Note that Web Publications, because they are essentially Web sites, need the possibilities offered by that “Web Operating System”, too. Not necessarily for the publication of a simple novel but, for example, for educational materials that may include interactive tests, direct connection and interaction with sophisticated server-side facilities, inclusion of all possible types of media. (Consider an educational textbook that is on the borderline of a book and an application providing online tests, quizzes, etc.) Also, at least at first, handling Web Publications will probably need some polyfill or other forms of extensions to be handled within the browser. The big advantage is that, via such extensions, reading a novel or an article will rely on the same user interface, the same look-and-feel as any Web site, as opposed to how a PDF or an EPUB document is consumed today. That shows that the choice should not be a Web of Applications or a Web of Documents; the future should be a Web of Applications and a Web of Documents. The pendulum should get to an equilibrium in the middle.
The first results
The Publishing Working Group has now reached a significant milestone: it has published the First Public Working Draft for Web Publications. As is often the case for such first drafts, the document does not provide detailed technical solutions for all issues like the essential information items for Web Publications, manifests, security issues, locations and identifiers, or reading enhancements. There may be an outline for a solution for some of those, and merely number of specific technical questions and open issues for others. But it gives a direction to where the WG thinks we should go. Also, many of the problems faced by publishers are actually not addressed by this Working Group, because they represent issues that other Working Groups are chartered for (e.g., CSS), and the job of the Publishing Working Group will be to work hand in hand with those groups.
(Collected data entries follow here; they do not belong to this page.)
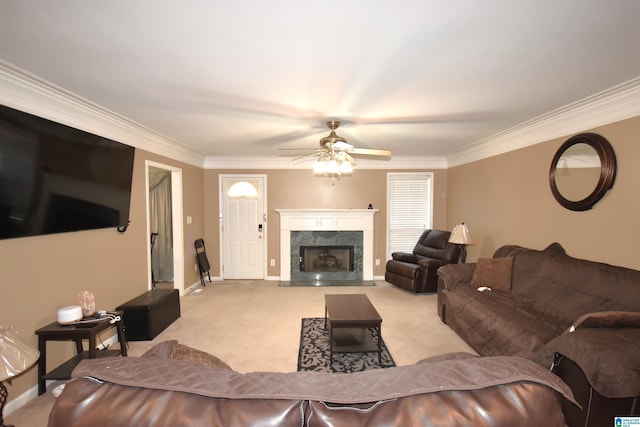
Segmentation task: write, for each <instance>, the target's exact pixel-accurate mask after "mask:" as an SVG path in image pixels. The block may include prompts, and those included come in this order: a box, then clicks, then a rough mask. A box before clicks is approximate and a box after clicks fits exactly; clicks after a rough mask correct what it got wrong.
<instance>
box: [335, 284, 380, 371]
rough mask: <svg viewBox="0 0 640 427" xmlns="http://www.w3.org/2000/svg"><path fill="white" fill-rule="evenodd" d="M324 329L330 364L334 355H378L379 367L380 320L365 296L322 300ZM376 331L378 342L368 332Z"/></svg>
mask: <svg viewBox="0 0 640 427" xmlns="http://www.w3.org/2000/svg"><path fill="white" fill-rule="evenodd" d="M324 303H325V305H324V326H325V329H327V330H328V331H329V357H330V359H329V361H330V363H333V353H369V352H376V351H377V352H378V363H382V329H381V325H382V318H381V317H380V315H379V314H378V312H377V311H376V309H375V307H374V306H373V305H372V304H371V301H369V298H367V296H366V295H365V294H327V295H325V296H324ZM370 328H372V329H375V330H376V331H377V333H378V339H377V340H376V339H374V338H373V334H372V333H371V331H370V330H369V329H370Z"/></svg>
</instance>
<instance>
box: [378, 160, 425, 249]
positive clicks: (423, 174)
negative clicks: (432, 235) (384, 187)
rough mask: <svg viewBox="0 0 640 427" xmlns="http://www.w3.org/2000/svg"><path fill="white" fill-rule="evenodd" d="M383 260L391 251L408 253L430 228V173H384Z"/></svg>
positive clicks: (394, 172) (409, 172)
mask: <svg viewBox="0 0 640 427" xmlns="http://www.w3.org/2000/svg"><path fill="white" fill-rule="evenodd" d="M387 212H388V220H387V224H388V228H387V259H391V254H392V253H393V252H411V251H412V250H413V248H414V246H415V245H416V242H417V241H418V238H419V237H420V235H421V234H422V232H423V231H424V230H425V229H427V228H431V225H432V220H433V216H432V212H433V173H432V172H422V173H421V172H408V173H398V172H389V173H388V174H387Z"/></svg>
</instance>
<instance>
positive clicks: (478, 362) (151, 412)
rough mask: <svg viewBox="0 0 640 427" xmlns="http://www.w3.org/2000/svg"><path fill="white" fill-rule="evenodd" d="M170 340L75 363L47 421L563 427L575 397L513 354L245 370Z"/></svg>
mask: <svg viewBox="0 0 640 427" xmlns="http://www.w3.org/2000/svg"><path fill="white" fill-rule="evenodd" d="M176 346H179V344H177V343H176V342H174V341H173V342H172V341H167V342H165V343H161V344H159V345H158V346H156V347H155V348H153V349H152V350H150V352H149V353H148V354H146V355H144V356H143V357H127V358H104V359H92V360H85V361H83V362H81V363H80V364H79V365H78V367H77V368H76V369H75V370H74V372H73V379H72V380H71V381H70V382H68V383H67V384H66V387H65V389H64V391H63V392H62V394H61V395H60V396H59V397H58V398H57V400H56V402H55V404H54V406H53V409H52V411H51V414H50V417H49V424H48V425H49V427H80V426H82V427H86V426H91V427H100V426H119V427H126V426H132V427H133V426H135V427H146V426H172V427H180V426H189V427H193V426H254V425H265V426H266V425H269V426H276V425H277V426H296V427H300V426H350V427H352V426H381V425H384V426H403V427H407V426H431V427H445V426H446V427H457V426H470V425H473V426H476V427H483V426H487V427H488V426H491V427H512V426H520V427H526V426H530V427H539V426H541V425H544V426H546V427H556V426H557V427H561V426H564V425H565V423H564V417H563V414H562V412H561V405H562V401H564V400H568V401H569V400H570V399H572V397H571V392H570V391H569V389H568V387H567V386H566V384H564V383H563V382H562V381H561V380H559V379H558V377H556V376H555V375H553V374H552V373H550V372H549V371H548V370H547V369H544V368H542V367H541V366H539V365H538V364H536V363H534V362H532V361H530V360H527V359H524V358H520V357H488V358H482V357H477V356H474V355H470V354H460V353H456V354H450V355H446V356H440V357H437V358H431V359H428V360H425V361H422V362H419V363H417V364H415V365H411V366H402V367H395V368H388V369H374V370H369V371H364V372H357V373H352V374H336V373H316V372H293V373H275V372H255V373H246V374H242V373H238V372H234V371H233V370H231V369H230V368H229V367H228V366H227V365H226V364H224V362H221V361H218V360H217V359H215V358H214V357H211V356H207V355H206V354H204V357H202V356H203V355H202V354H198V352H197V351H195V354H196V355H197V357H177V356H176V352H175V348H176ZM179 353H180V352H179ZM182 353H183V354H184V352H182ZM192 353H193V352H192ZM212 360H213V362H212ZM563 396H564V397H563Z"/></svg>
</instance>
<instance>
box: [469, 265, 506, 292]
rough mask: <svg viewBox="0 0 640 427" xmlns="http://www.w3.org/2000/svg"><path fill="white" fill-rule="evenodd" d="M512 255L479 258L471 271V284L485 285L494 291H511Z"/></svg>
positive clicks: (472, 284)
mask: <svg viewBox="0 0 640 427" xmlns="http://www.w3.org/2000/svg"><path fill="white" fill-rule="evenodd" d="M512 266H513V258H512V257H504V258H480V259H478V263H477V265H476V269H475V271H474V272H473V278H472V279H471V284H472V285H473V286H474V287H476V288H479V287H481V286H486V287H488V288H491V289H493V290H494V291H500V292H504V293H507V294H508V293H510V292H511V269H512Z"/></svg>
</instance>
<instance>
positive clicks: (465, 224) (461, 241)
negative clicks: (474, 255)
mask: <svg viewBox="0 0 640 427" xmlns="http://www.w3.org/2000/svg"><path fill="white" fill-rule="evenodd" d="M449 243H453V244H456V245H458V246H460V261H461V262H462V263H463V264H464V263H465V261H466V260H467V248H466V247H467V245H473V244H475V242H474V241H473V238H472V237H471V231H469V228H468V227H467V224H465V223H464V222H462V223H460V224H458V225H456V226H455V227H453V230H451V235H450V236H449Z"/></svg>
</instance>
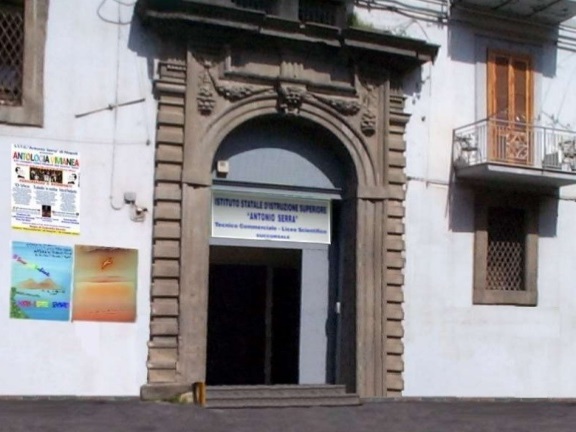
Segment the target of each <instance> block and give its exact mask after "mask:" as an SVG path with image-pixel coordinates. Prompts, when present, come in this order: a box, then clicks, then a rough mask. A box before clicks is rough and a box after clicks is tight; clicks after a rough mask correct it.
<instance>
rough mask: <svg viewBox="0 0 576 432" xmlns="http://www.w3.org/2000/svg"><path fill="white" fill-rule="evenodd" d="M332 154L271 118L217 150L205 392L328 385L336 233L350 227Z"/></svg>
mask: <svg viewBox="0 0 576 432" xmlns="http://www.w3.org/2000/svg"><path fill="white" fill-rule="evenodd" d="M341 147H342V146H341V144H340V143H338V141H337V139H336V138H335V137H334V136H333V135H332V134H330V133H329V132H327V131H326V130H324V129H323V128H321V127H319V126H318V125H315V124H314V123H312V122H310V121H306V120H304V119H302V118H296V117H285V116H280V115H269V116H262V117H258V118H255V119H253V120H251V121H248V122H246V123H244V124H242V125H240V126H239V127H237V128H236V129H235V130H233V131H232V132H231V133H230V134H229V135H228V136H227V137H226V138H225V139H224V141H223V142H222V144H221V145H220V146H219V147H218V151H217V152H216V155H215V160H214V163H213V179H212V214H211V237H210V268H209V279H208V280H209V283H208V291H209V292H208V323H207V359H206V382H207V384H208V385H219V384H223V385H242V384H267V385H270V384H324V383H331V384H333V383H336V382H337V381H338V378H337V377H338V376H339V370H338V369H339V366H340V362H339V356H338V352H339V347H340V345H341V344H340V340H339V339H340V331H339V325H340V308H341V303H342V302H341V291H342V289H343V287H344V285H343V283H342V277H343V272H344V270H345V269H344V268H343V266H342V247H343V246H345V245H346V243H347V242H349V238H350V233H349V232H347V229H346V227H347V226H348V225H349V224H347V223H343V222H342V221H350V220H353V215H351V214H349V213H350V211H349V210H346V209H349V208H350V207H346V206H343V205H342V202H343V201H346V200H347V199H349V197H350V195H351V194H350V191H354V190H355V186H356V179H355V173H354V170H353V166H352V163H351V161H350V160H349V158H347V155H346V154H345V153H343V152H342V149H341ZM343 209H344V210H343ZM348 249H349V248H348Z"/></svg>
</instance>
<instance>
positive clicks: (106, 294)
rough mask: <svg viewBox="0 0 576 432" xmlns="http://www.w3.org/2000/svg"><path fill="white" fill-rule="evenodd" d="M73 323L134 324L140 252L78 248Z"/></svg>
mask: <svg viewBox="0 0 576 432" xmlns="http://www.w3.org/2000/svg"><path fill="white" fill-rule="evenodd" d="M74 255H75V259H74V295H73V297H72V304H73V307H72V320H73V321H112V322H134V321H135V320H136V286H137V270H138V251H137V250H136V249H123V248H111V247H100V246H84V245H77V246H76V247H75V250H74Z"/></svg>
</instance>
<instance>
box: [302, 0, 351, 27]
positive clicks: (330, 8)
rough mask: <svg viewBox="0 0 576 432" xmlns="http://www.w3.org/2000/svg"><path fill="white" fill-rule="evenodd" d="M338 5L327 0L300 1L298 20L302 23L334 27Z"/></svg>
mask: <svg viewBox="0 0 576 432" xmlns="http://www.w3.org/2000/svg"><path fill="white" fill-rule="evenodd" d="M340 7H341V5H340V4H339V3H334V2H330V1H327V0H300V3H299V9H298V19H299V20H300V21H304V22H314V23H319V24H326V25H331V26H335V25H336V18H337V16H338V10H339V8H340Z"/></svg>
The main value, for me, of publishers joining (at last!) the efforts to develop the Web further is to help us find the right balance that I believe we have lost. We must continue developing a Web Operating System for all the good reasons. But we also must spend our efforts to rejuvenate a Web of Documents, i.e., a universal library of human knowledge and culture, where publishing political essays and poetry, scholarly articles, or novels can occur as a direct continuation of one of the oldest human endeavors that is present in all cultures and traditions: publishing. Such a Web of Documents should embrace all the possibilities offered by Web of Applications, but this should happen without giving up the facilities, the aesthetics, or the ergonomic features of traditional publishing. Just as it may be a pleasure to open a beautifully typeset and illustrated art book, it should be the same pleasure opening up a similar page on the Web, without loosing the additional possibilities that the Web has given us and that may also revolutionize publishing.
Web Publications should put the paradigm of a document on the Web back in the spotlight. Not in opposition to Web Applications but to complement them. (Web) Publications should become first class entities on the Web. This should lead to a right balance between a Web of Applications and a Web of Documents as two, complementary faces of the World Wide Web.